1970年にSDRの発足後、これまで米ドルやユーロ(ユーロ発足前まではフランス・フラン、ドイツ・マルクなどが含まれる)、英ポンド、日本円の4つの通貨のみが含まれていた。人民元は今回、10.92%の割合でドル(41.73%)やユーロ(30.93%)に次いで一気に3位につけ、円(8.33%)やポンド(9.09%)を抜いた。
人民元の組み入れについて、グリーンバック(greenback=米ドル)とレッドバック(redback)との通貨戦争が始まったという見方も出ている。

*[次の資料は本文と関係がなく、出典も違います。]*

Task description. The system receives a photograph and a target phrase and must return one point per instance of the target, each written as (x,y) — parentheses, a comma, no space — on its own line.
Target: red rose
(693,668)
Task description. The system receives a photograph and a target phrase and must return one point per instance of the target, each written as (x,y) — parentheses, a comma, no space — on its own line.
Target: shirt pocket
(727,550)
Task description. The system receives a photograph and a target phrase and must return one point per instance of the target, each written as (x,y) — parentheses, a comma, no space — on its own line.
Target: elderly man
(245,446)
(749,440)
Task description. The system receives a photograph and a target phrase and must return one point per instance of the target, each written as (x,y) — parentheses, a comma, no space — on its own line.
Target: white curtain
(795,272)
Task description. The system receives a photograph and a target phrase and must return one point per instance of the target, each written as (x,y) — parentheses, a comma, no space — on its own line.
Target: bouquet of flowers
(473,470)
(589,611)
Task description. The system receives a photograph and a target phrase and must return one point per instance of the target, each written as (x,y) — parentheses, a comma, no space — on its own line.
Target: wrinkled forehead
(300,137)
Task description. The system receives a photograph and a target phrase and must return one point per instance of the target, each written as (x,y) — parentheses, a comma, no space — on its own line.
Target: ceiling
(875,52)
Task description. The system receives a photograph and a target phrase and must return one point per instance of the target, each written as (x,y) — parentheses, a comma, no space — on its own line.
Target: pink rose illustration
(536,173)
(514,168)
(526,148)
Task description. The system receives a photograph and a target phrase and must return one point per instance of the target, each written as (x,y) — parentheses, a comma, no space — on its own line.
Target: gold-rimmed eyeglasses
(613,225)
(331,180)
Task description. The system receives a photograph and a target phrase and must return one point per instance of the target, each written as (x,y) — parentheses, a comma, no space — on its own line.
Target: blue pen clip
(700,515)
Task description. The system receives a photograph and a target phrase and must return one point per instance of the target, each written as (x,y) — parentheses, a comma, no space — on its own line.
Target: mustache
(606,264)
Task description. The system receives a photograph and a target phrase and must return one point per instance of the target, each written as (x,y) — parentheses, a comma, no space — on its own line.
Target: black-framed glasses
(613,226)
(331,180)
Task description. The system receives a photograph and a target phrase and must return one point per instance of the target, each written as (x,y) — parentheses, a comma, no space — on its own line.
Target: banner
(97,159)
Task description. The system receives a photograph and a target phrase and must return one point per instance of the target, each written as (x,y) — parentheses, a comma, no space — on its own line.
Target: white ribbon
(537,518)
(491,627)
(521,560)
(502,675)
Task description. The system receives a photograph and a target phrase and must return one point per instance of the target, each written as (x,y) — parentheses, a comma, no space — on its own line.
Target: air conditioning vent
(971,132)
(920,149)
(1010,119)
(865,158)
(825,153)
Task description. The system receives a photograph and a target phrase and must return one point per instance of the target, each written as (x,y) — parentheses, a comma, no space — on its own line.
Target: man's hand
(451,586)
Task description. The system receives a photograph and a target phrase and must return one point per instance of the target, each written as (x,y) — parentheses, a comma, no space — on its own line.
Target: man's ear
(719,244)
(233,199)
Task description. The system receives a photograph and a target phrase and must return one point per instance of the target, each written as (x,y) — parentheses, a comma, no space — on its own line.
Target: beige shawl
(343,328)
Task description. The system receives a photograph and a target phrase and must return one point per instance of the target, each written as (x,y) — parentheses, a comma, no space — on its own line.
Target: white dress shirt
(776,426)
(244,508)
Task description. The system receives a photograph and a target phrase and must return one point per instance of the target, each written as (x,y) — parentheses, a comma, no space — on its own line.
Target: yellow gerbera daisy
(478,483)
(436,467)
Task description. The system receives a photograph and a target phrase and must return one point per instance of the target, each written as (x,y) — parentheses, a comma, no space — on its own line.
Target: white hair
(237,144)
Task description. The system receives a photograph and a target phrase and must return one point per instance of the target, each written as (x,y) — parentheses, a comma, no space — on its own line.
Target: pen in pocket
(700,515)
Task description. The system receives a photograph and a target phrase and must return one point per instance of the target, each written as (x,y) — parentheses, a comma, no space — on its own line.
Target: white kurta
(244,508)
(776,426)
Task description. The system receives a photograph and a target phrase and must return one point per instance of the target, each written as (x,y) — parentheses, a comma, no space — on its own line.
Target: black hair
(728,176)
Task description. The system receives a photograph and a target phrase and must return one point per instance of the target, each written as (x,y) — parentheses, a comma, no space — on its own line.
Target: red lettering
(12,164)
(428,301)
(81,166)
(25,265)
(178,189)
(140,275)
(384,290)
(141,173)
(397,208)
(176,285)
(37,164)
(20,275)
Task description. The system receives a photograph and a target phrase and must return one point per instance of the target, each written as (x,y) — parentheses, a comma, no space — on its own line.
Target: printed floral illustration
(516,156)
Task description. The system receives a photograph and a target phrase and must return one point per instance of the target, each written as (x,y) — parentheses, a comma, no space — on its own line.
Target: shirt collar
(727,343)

人民元がSDRに加えられたことで、名目上では3大基軸通貨になったが、市場での使用は微々たる水準だ。国際貿易で使われる通貨の割合は、ドルが42.5%で最も多く、ユーロは30.0%、ポンドは7.5%だが、人民元は1.7%に止まっている(6月基準)。日本円に比べればやや半分を上回る水準だ。昨年11月30日、IMFが人民元のSDRへの組み入れを決定後も、各国中央銀行の外貨保有通貨に占める人民元の割合は増えず、1%弱に過ぎない。香港の金融機関に元建てで預ける預金は、2013年以降最低値へと下がっている。そのため、人民元がSDR組み入れの名誉を享受できるようになったのは、政治的考慮のためという主張が絶えなかった。
人民元が世界市場で広く使われていないのは、中国当局の為替統制や国境出入り統制など、通貨金融自主化のレベルが低いためだ。昨年8月、中国当局は輸出促進のため、急きょ人民元を4.7%も切り下げた。
中国中央銀行である人民銀行は、SDR組み入れ前日だった先月30日、「一歩さらに進んだ人民元相場形成メカニズムの改革を主導していきたい」と明らかにした。米紙ウォールストリートジャーナルは、中国が人民元基軸通貨を追求しながら、その一方で人民元統制も続けているので、国際社会が期待する改革がどれほど実現するかに注目が集まっていると報じた。